March 21, 2025
The Turkish government is cracking down on social media users amid protests against the arrest of President Recep Tayyip Erdogan’s most prominent rival. Istanbul Mayor Ekrem Imamoglu was one of more than 100 politicians, journalists, and activists arrested this week in a campaign accused of suppressing dissent ahead of the next presidential election. Now, the […]

The Turkish government is cracking down on social media users amid protests against the arrest of President Recep Tayyip Erdogan’s most prominent rival.

Istanbul Mayor Ekrem Imamoglu was one of more than 100 politicians, journalists, and activists arrested this week in a campaign accused of suppressing dissent ahead of the next presidential election. Now, the detainments have expanded in scope to target users of social media deemed a threat.

“Thirty-seven suspects were caught, and efforts are continuing to catch the other suspects,” Interior Minister Ali Yerlikaya said Thursday of the new batch of arrests, according to the BBC.

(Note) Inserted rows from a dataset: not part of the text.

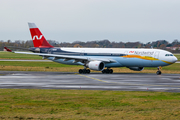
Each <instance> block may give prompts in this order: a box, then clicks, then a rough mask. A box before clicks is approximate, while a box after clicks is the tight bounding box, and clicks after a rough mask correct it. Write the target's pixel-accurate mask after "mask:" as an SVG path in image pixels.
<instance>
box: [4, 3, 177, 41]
mask: <svg viewBox="0 0 180 120" xmlns="http://www.w3.org/2000/svg"><path fill="white" fill-rule="evenodd" d="M28 22H34V23H36V25H37V26H38V27H39V28H40V30H41V31H42V33H43V34H44V36H45V38H46V39H49V40H57V41H59V42H73V41H92V40H104V39H108V40H110V41H116V42H119V41H123V42H135V41H140V42H143V43H146V42H152V41H155V40H168V41H169V42H172V41H173V40H174V39H178V40H180V0H0V40H4V41H6V40H8V39H10V40H12V41H14V40H30V39H31V36H30V33H29V28H28V24H27V23H28Z"/></svg>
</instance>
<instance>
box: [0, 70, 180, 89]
mask: <svg viewBox="0 0 180 120" xmlns="http://www.w3.org/2000/svg"><path fill="white" fill-rule="evenodd" d="M0 88H16V89H88V90H125V91H167V92H180V75H179V74H163V75H160V76H158V75H156V74H139V73H138V74H137V73H126V74H125V73H114V74H101V73H91V74H78V73H62V72H29V71H0Z"/></svg>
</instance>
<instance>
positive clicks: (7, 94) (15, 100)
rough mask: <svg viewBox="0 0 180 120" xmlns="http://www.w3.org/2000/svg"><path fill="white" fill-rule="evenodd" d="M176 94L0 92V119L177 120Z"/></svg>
mask: <svg viewBox="0 0 180 120" xmlns="http://www.w3.org/2000/svg"><path fill="white" fill-rule="evenodd" d="M179 101H180V93H167V92H128V91H126V92H125V91H100V90H98V91H97V90H36V89H0V119H101V120H104V119H125V120H133V119H137V120H139V119H167V120H169V119H171V120H175V119H179V118H180V110H179V109H180V106H179Z"/></svg>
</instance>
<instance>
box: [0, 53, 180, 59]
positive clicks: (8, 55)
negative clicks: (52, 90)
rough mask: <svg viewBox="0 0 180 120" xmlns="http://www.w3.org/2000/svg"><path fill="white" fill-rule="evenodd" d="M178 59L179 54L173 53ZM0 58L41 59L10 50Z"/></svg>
mask: <svg viewBox="0 0 180 120" xmlns="http://www.w3.org/2000/svg"><path fill="white" fill-rule="evenodd" d="M175 56H176V57H177V58H178V61H180V54H175ZM0 59H23V60H27V59H28V60H38V59H39V60H42V57H40V56H36V55H25V54H15V53H10V52H0Z"/></svg>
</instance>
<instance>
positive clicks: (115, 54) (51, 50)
mask: <svg viewBox="0 0 180 120" xmlns="http://www.w3.org/2000/svg"><path fill="white" fill-rule="evenodd" d="M28 25H29V29H30V33H31V37H32V40H33V44H34V47H32V48H29V50H30V51H32V53H30V52H14V53H20V54H31V55H39V56H42V57H43V59H49V60H52V61H54V62H57V63H61V64H68V65H82V66H84V69H79V73H80V74H85V73H90V70H95V71H101V72H102V73H104V74H107V73H109V74H112V73H113V69H111V68H114V67H127V68H129V69H130V70H134V71H142V70H143V69H144V67H157V68H158V71H157V72H156V74H157V75H161V73H162V72H161V67H163V66H168V65H171V64H173V63H175V62H176V61H177V58H176V57H175V56H174V55H173V54H172V53H171V52H168V51H165V50H161V49H144V48H142V49H141V48H140V49H139V48H68V47H59V48H57V47H54V46H52V45H50V44H49V43H48V41H47V40H46V39H45V37H44V35H43V34H42V33H41V31H40V30H39V28H38V27H37V26H36V25H35V23H28ZM4 48H5V49H6V50H7V51H9V52H12V51H11V50H10V49H8V48H7V47H4Z"/></svg>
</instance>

University students shout slogans as they march to protest the arrest of Istanbul Mayor Ekrem Imamoglu on Thursday, March 20, 2025, in Istanbul. Posters read in Turkish: “Imamoglu is not alone” and “There is no salvation alone”. (AP Photo/Khalil Hamra)

He referred to those arrested as “suspect account managers” who are accused of “inciting the public to hatred and hostility” and “incitement to commit a crime.”

Demonstrations took place across Istanbul, a city with a large base of support for Imamogul’s Republican People’s Party, demanding the immediate release of the would-be presidential candidate and all others arrested in the detainments.

Protesters accuse Erdogan and his government of orchestrating the detainments as a form of political repression due to Imamoglu’s rising popularity with the electorate.

Justice and Development Party spokesman Omer Celik said Erdogan, who is a member, “can only be associated with democracy — on the opposite side of a coup.”

“What a politician should do is to follow the judicial process,” Celik told reporters. “None of us have any information about the content of the [criminal] file.”

Around the same time as his arrest, Istanbul University named Imamoglu one of 28 students who participated in its English-language program in 1990 whose accreditation contained “clear errors.” The mayor was stripped of his diploma, which will make him ineligible for the presidency.

Antiriot police officers block a street as university students march to protest the arrest of Istanbul Mayor Ekrem Imamoglu on Thursday, March 20, 2025, in the Besiktas district of Istanbul. (AP Photo/Emrah Gurel)

Imamoglu rejected the decision as further sabotage against his political campaign and a violation of universities’ role as “sacred spaces” in Turkey.

The detained politician released a statement via social media on Thursday expressing both solidarity with protesters and grim warnings about the possibility of political suppression in Turkey.

“I have foreseen and warned my nation about this,” Imamoglu said. “The same mentality that seized my diploma will also target your belongings, your honour, and your property, committing all forms of plunder and assault. As a nation, we must stand united against this evil. This is my call to my people: Our nation is greater.”

The social media post called for Turkish judges to “address this handful of your colleagues who are tarnishing our judiciary” and for Justice and Development Party politicians to “transcend political affiliations and ideals” and “speak out” against the crackdowns.

“In this land, the saying ‘let the snake that doesn’t bite me live a thousand years’ must not hold,” Imamoglu concluded in his statement. “Instead, I call on everyone to declare, ‘Even the snake not harming me personally, cannot find refuge in our lands,’ and to raise their voices accordingly. Our nation is great. Sovereignty belongs to the nation, unconditionally and without exception.”

University students shout slogans as they march to protest the arrest of Istanbul Mayor Ekrem Imamoglu, at Besiktas district in Istanbul, Turkey, Thursday, March 20, 2025. (AP Photo/Emrah Gurel)

IS IT POSSIBLE TO BE PRO-TURKEY BUT NOT PRO-HAMAS?

The Republican People’s Party primary election, which Imamogul hoped to win, is scheduled for Sunday.

Even if Imamogul is released ahead of the election, the revocation of his college diploma stands as an obstacle to his ability to run for the nation’s highest office.